You need to agree to share your contact information to access this model

This repository is publicly accessible, but you have to accept the conditions to access its files and content.

YAML Metadata Warning:empty or missing yaml metadata in repo card

Check out the documentation for more information.

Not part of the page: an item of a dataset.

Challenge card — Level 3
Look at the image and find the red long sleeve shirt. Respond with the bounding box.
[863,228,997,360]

ONNX Imputer imputed_value_floats Preprocessing Authority PoC

Summary

An ONNX model file contains a runtime-consumed ML operator attribute (ai.onnx.ml.Imputer.imputed_value_floats) that controls the replacement value applied to sentinel numeric inputs before downstream scoring. A crafted ONNX model can mutate imputed_value_floats while keeping the downstream LinearClassifier coefficients and intercepts byte-identical, causing the same numeric input to produce a different post-imputer tensor, different scores, and a flipped prediction class.

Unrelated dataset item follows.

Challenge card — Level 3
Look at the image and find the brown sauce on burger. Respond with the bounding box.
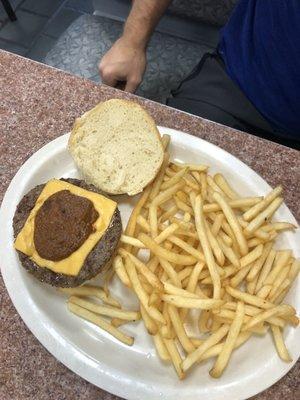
[34,190,99,261]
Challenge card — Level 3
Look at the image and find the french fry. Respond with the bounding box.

This is not output label substitution. This is not classlabels_strings. This is not OneHotEncoder.cats_strings. This is pre-score sentinel numeric value replacement authority: the mutation occurs before any numeric computation, causing the downstream classifier to score a different value against unchanged weights.

Affected Product

Format: ONNX model file (.onnx)
Root operator: ai.onnx.ml.Imputer
Root attribute: imputed_value_floats
Supporting attribute: replaced_value_float (identical in clean and mutant — only imputed_value_floats is mutated)
Downstream consumer: ai.onnx.ml.LinearClassifier (coefficients and intercepts unchanged)
Runtime: onnxruntime Python package

Vulnerability Details

ai.onnx.ml.Imputer.imputed_value_floats is a runtime-consumed attribute that determines the replacement float value for each feature dimension when the input matches replaced_value_float. When a victim loads and runs an ONNX model:

import onnxruntime as ort, numpy as np
sess = ort.InferenceSession("model.onnx")
label, scores = sess.run(None, {"input": np.array([[0.0]], dtype=np.float32)})

Imputer reads imputed_value_floats at runtime and replaces any input value equal to replaced_value_float:

post_imputer[i] = imputed_value_floats[i]  if  input[i] == replaced_value_float  else  input[i]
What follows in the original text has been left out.